Institute of Technology receives 2.16 million DKK for international research on water
Based on discovery of natural toxins in the fern bracken, Institute of Technology at Metropolitan University College has received EU funds together with many other participants for the new research networks NaToxAq, headed by University of Denmark. From 2017, the network will map the effect of a number of naturally occurring toxic substances on our drinking water.
Lars Holm Rasmussen, senior associate lecturer (docent) at Metropolitan University College (MUC), Institute of Technology, may be particularly fond of his longstanding and close relationship with the ancient plant species bracken. His studies on what the poison found naturally in bracken means for human and animal health fit precisely into NaToxAq.
Therefore Metropolitan University College just received good 2.16 million DKK. (€ 290,082) from the European research pool, that supports NaToxAq - Natural Toxins and Drinking Water Quality. NaToxAq is a European Training Network, and the funds will be spent to launch 15 PhD projects across Europe and the US - doctoral students to become experts in addressing future protection of the European drinking water.
At MUC, the EU funds will finance the recruitment of a PhD student and two graduate courses, research and exchange activities. In addition, a PhD student employed at HOFOR (Greater Copenhagen Utility) will conduct part of his/her research in close cooperation with Metropolitan University College. For instance, some of the analyzation will be conducted in MUC's R & D environment.

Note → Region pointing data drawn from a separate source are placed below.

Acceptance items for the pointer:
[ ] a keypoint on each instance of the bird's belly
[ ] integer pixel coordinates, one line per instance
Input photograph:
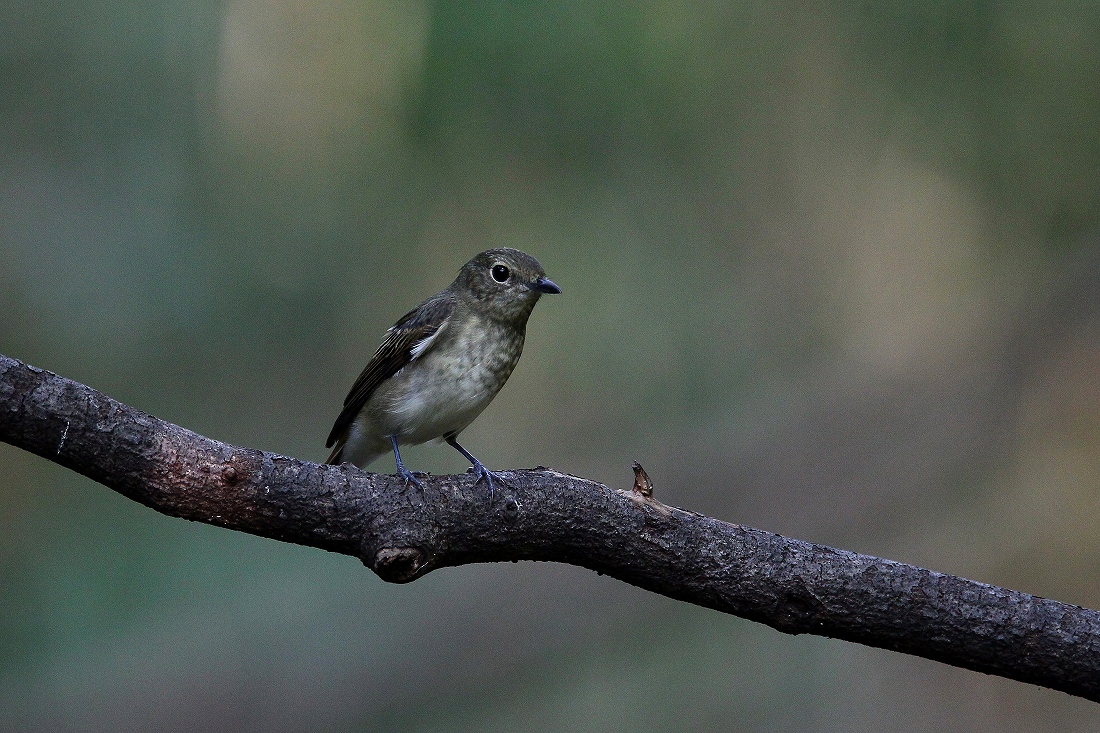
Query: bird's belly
(436, 397)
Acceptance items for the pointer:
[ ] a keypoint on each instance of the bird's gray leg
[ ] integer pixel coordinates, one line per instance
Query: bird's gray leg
(479, 467)
(402, 471)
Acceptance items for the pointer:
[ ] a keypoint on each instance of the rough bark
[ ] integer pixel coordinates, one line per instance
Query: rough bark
(403, 533)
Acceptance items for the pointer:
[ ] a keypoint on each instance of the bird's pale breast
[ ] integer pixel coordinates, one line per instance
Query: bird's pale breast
(442, 394)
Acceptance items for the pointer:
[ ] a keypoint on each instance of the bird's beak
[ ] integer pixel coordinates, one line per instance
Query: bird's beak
(546, 285)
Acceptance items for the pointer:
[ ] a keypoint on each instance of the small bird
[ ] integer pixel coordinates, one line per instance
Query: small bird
(441, 363)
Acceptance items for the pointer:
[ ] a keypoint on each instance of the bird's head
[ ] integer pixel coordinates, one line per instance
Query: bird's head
(507, 283)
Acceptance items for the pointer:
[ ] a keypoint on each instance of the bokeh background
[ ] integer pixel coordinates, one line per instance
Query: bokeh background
(829, 269)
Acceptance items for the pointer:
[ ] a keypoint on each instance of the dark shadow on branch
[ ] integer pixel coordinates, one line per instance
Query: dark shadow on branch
(403, 533)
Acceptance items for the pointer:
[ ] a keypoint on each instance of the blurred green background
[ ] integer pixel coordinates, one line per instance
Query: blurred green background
(829, 269)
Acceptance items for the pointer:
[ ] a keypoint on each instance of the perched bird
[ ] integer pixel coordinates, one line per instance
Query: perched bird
(441, 363)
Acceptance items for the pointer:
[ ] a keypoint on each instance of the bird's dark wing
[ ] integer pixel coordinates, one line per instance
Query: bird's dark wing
(404, 342)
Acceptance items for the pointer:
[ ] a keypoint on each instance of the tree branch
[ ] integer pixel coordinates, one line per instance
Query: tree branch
(404, 533)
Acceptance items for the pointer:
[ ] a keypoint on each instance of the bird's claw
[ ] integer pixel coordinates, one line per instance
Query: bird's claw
(409, 477)
(483, 472)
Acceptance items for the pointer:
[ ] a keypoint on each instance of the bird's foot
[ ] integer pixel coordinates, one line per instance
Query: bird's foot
(483, 472)
(409, 477)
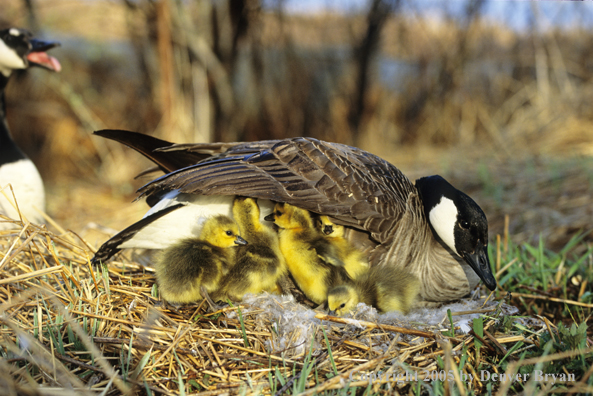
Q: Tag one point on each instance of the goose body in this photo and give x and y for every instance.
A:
(429, 229)
(300, 245)
(18, 50)
(260, 264)
(183, 269)
(385, 290)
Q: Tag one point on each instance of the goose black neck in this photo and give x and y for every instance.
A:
(9, 151)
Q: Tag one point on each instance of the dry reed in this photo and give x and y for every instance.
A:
(75, 329)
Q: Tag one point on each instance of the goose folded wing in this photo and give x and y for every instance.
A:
(354, 187)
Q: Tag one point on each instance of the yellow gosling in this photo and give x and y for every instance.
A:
(385, 290)
(184, 268)
(298, 241)
(353, 259)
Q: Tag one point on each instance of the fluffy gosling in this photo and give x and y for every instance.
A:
(353, 259)
(184, 268)
(299, 243)
(259, 264)
(385, 290)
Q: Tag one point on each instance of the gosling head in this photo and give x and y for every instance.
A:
(329, 228)
(222, 231)
(19, 50)
(341, 300)
(458, 222)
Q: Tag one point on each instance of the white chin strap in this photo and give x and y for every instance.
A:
(443, 218)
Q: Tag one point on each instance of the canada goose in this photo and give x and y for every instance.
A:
(18, 50)
(259, 264)
(351, 258)
(385, 290)
(184, 268)
(299, 241)
(430, 229)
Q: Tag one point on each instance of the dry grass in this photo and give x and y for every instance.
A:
(75, 329)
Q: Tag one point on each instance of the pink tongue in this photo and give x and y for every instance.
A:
(45, 60)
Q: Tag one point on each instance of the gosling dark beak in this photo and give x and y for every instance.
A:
(37, 55)
(269, 217)
(478, 260)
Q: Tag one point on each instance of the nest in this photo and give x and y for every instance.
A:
(72, 328)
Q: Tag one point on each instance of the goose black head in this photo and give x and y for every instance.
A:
(19, 50)
(459, 223)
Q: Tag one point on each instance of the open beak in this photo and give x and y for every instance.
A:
(38, 57)
(479, 262)
(269, 217)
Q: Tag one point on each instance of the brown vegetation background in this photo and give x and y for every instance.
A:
(505, 114)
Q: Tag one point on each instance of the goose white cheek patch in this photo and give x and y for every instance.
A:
(443, 218)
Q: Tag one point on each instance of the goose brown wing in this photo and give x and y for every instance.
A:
(148, 145)
(353, 186)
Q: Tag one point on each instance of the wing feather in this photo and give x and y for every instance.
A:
(360, 189)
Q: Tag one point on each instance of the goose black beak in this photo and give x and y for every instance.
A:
(269, 217)
(37, 55)
(478, 260)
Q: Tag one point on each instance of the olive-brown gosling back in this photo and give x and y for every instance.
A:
(298, 241)
(259, 264)
(184, 268)
(385, 290)
(353, 259)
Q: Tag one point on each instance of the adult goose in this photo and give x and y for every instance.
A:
(18, 50)
(430, 229)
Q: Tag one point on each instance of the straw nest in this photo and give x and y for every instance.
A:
(73, 329)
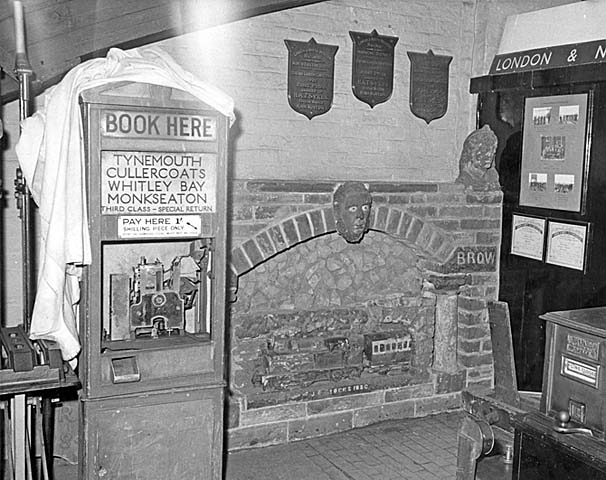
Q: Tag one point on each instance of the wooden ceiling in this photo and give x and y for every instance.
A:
(62, 33)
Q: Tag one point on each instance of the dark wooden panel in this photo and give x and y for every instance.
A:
(61, 34)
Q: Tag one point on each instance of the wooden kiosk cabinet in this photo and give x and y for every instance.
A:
(152, 304)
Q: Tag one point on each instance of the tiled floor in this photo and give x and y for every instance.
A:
(417, 449)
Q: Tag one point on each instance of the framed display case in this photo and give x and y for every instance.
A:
(555, 148)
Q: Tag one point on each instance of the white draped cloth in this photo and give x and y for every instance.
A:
(51, 155)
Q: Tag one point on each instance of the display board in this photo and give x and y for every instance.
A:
(554, 152)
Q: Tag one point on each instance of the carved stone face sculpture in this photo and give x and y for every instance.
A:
(351, 207)
(476, 167)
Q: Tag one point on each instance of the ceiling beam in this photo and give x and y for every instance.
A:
(63, 33)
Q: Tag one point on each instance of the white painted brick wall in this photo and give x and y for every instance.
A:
(248, 60)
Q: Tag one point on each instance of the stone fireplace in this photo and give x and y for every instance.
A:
(326, 335)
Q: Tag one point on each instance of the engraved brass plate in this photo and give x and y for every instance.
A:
(311, 68)
(372, 67)
(429, 84)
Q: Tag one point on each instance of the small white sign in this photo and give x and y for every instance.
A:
(159, 226)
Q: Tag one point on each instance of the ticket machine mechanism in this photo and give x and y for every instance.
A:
(161, 300)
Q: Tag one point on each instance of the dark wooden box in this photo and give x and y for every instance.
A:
(575, 361)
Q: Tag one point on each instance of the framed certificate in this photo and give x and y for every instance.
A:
(555, 158)
(567, 244)
(528, 236)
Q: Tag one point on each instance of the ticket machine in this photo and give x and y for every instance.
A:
(152, 304)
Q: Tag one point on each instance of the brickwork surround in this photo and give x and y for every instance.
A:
(432, 259)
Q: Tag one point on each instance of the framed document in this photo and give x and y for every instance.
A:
(567, 244)
(555, 158)
(528, 236)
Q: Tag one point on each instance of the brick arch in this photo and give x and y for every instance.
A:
(426, 239)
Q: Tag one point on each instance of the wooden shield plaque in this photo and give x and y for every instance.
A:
(372, 67)
(311, 69)
(429, 84)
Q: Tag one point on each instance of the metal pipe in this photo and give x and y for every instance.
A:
(24, 73)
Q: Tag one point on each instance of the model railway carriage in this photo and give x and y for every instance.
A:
(387, 347)
(283, 365)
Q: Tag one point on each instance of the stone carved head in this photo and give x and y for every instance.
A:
(476, 165)
(351, 208)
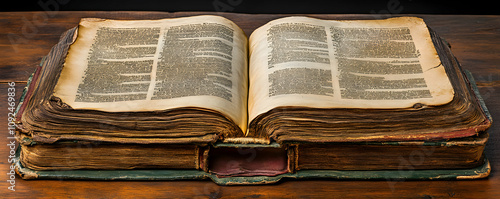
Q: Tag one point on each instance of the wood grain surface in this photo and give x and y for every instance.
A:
(25, 37)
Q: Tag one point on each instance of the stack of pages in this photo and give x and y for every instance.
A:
(301, 98)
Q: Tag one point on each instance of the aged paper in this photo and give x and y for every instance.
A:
(150, 65)
(300, 61)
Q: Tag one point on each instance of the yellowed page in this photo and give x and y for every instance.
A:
(149, 65)
(301, 61)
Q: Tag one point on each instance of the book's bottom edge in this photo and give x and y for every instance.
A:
(175, 174)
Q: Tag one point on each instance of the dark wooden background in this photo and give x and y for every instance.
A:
(27, 36)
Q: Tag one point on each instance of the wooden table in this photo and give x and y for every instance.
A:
(27, 36)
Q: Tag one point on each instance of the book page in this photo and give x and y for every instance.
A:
(301, 61)
(150, 65)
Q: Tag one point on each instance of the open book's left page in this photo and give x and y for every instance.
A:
(150, 65)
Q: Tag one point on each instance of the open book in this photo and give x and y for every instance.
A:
(199, 79)
(300, 93)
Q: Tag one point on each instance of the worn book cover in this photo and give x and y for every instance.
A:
(299, 92)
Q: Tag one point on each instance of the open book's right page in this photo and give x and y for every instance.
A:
(301, 61)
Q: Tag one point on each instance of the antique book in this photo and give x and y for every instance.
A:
(298, 94)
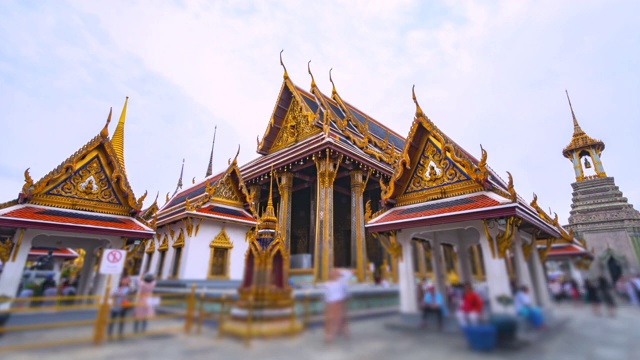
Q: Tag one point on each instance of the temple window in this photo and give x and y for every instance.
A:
(177, 254)
(219, 259)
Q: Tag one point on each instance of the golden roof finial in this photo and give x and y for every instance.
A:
(179, 186)
(580, 140)
(313, 81)
(210, 168)
(105, 130)
(118, 136)
(286, 76)
(576, 127)
(415, 100)
(333, 91)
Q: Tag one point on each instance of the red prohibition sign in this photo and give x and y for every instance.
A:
(114, 256)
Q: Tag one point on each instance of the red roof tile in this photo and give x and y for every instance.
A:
(427, 209)
(73, 218)
(226, 212)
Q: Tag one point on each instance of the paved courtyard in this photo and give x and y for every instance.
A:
(583, 336)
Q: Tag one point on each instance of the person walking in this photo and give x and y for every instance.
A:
(145, 306)
(120, 307)
(607, 296)
(433, 304)
(592, 296)
(471, 307)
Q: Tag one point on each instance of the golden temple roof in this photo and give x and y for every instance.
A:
(580, 140)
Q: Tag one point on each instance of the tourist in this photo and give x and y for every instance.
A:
(592, 296)
(471, 307)
(335, 295)
(525, 308)
(629, 290)
(145, 302)
(607, 296)
(433, 303)
(121, 305)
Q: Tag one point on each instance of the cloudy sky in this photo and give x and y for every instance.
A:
(486, 72)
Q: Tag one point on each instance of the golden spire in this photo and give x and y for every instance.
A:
(105, 130)
(179, 186)
(415, 100)
(269, 220)
(210, 168)
(286, 76)
(580, 140)
(118, 136)
(333, 90)
(313, 81)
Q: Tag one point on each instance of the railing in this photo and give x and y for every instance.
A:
(96, 321)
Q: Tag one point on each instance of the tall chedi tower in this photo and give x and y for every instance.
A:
(599, 212)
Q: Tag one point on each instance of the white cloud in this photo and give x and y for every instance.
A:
(485, 72)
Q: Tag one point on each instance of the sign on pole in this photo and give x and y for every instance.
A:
(113, 261)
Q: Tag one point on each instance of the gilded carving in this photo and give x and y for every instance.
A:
(434, 169)
(6, 245)
(89, 182)
(296, 126)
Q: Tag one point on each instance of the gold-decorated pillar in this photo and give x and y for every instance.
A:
(326, 169)
(421, 255)
(254, 191)
(358, 245)
(285, 185)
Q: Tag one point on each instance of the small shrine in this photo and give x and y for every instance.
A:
(265, 305)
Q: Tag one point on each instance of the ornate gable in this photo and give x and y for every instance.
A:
(92, 179)
(292, 120)
(432, 167)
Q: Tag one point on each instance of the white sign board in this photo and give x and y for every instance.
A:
(113, 261)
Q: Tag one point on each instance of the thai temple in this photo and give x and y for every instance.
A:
(600, 214)
(331, 187)
(85, 203)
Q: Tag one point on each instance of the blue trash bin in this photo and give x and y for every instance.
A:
(480, 337)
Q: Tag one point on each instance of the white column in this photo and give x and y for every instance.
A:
(522, 269)
(86, 273)
(436, 265)
(464, 266)
(406, 275)
(12, 270)
(539, 279)
(497, 277)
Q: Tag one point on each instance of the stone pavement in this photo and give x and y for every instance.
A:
(584, 336)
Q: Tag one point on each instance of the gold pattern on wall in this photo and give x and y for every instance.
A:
(89, 183)
(221, 241)
(434, 169)
(297, 125)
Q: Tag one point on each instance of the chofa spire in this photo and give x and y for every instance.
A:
(118, 136)
(210, 168)
(179, 186)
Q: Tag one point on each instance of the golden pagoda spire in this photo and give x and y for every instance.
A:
(576, 127)
(210, 168)
(118, 136)
(580, 140)
(285, 75)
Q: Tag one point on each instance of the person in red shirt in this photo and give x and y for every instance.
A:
(470, 308)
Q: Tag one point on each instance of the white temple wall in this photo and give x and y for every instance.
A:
(197, 253)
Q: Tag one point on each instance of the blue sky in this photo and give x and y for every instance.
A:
(490, 73)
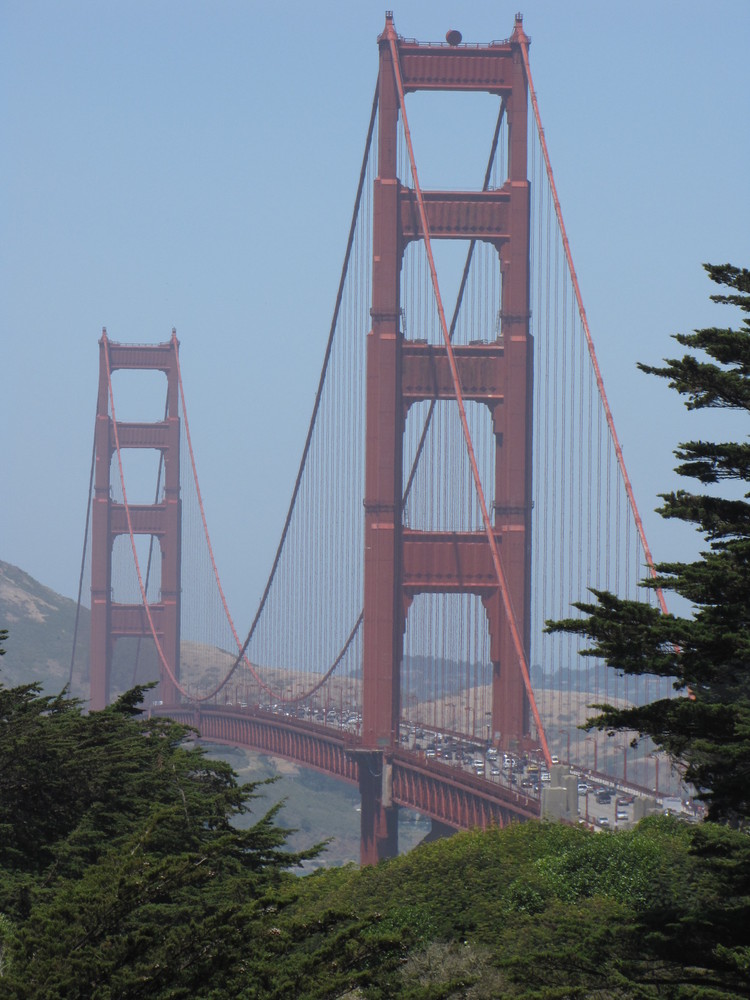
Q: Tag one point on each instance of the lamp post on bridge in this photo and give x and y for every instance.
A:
(592, 739)
(655, 758)
(624, 748)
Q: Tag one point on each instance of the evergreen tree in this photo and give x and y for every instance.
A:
(706, 727)
(122, 870)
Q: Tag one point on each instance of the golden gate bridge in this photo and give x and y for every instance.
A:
(461, 483)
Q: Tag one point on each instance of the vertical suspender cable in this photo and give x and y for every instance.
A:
(587, 332)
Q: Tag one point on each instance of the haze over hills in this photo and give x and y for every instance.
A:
(41, 624)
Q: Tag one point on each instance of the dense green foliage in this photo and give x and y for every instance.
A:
(122, 872)
(707, 730)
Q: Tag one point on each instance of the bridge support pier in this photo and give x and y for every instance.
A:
(438, 830)
(379, 816)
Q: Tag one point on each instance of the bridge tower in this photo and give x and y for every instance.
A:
(401, 562)
(111, 621)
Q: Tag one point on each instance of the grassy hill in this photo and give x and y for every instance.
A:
(41, 624)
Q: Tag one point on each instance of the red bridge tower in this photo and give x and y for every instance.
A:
(109, 620)
(401, 562)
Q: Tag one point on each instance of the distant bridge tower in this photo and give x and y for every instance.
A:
(401, 562)
(111, 621)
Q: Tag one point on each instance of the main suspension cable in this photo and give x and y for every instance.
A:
(499, 571)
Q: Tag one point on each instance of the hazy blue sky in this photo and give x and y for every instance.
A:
(193, 164)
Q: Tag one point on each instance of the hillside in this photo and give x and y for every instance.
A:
(41, 624)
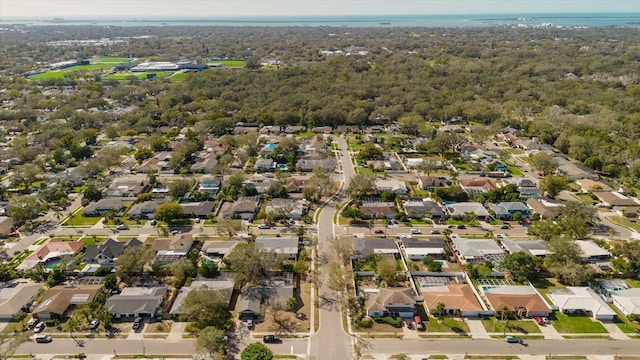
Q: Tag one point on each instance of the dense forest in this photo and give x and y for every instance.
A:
(576, 89)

- Being part of a first-class international research consortium will tone the activities both in research and development and in laboratory technician training for years to come, says Lars Holm Rasmussen, pointing out that one of the advantages of being in an international research team is that they get a platform to work from in relation to applications and research.
Professor Hans Christian Bruun from Copenhagen University heads the NaToxAq project, and participants come from 10 core institutions and 11 partner institutions - universities, government institutions, private companies, water utilities, technology providers and one university college (MUC).
Nature can make humans and animals sick
As Lars Holm Rasmussen points out, people have the general idea that if we avoid the known poisonous mushrooms and a few other poisonous plants, we are on safe ground, in the case of natural resources. However, studies show that in brachen there is a poison, ptaquilosid, which is suspected to be carcinogenic. This is just one of many naturally occurring toxins that scientists still have limited knowledge about, and on which the health regulations are not very thorough.
We do not eat ferns in Denmark, but it is the effect of the naturally occurring toxic substances on our drinking water, which has relevance in a Danish-European context. However, in Asia they do eat a lot of bracken - the same way we use green beans and asparagus in Europe.
Institute of Technology at MUC has worked together with a number of researchers from Copenhagen University with the problem of naturally occurring toxins in plants for several years. The work has especially been within the environment chemical area where the naturally occurring toxic substances’ affect on the water quality is being investigated.
This effort to secure the EU's drinking water from natural toxins will now be intensified in the coming years with the NaToxAq network research.
Lars Holm Rasmussen has worked with bracken since 1999 from many different perspectives covering the botanical, the biochemical, the environmental chemistry in soil, and absorption and excretion from the organism.
Spin-offs from bracken
Lars Holm Rasmussen’s latest project with bracken is within food research. In NaToxAq the focus will be both on bracken and a variety of other plants and their drugs.
- I expect that with this project we have set the course for how we create R & D in the years to come, says Lars Holm Rasmussen. Lars Holm Rasmussen elaborates his bright view of the future by mentioning how the NaToxAq project will result in many spin-offs that students and teachers can benefit from such as student projects, workshops, seminars, courses, conferences and field trips.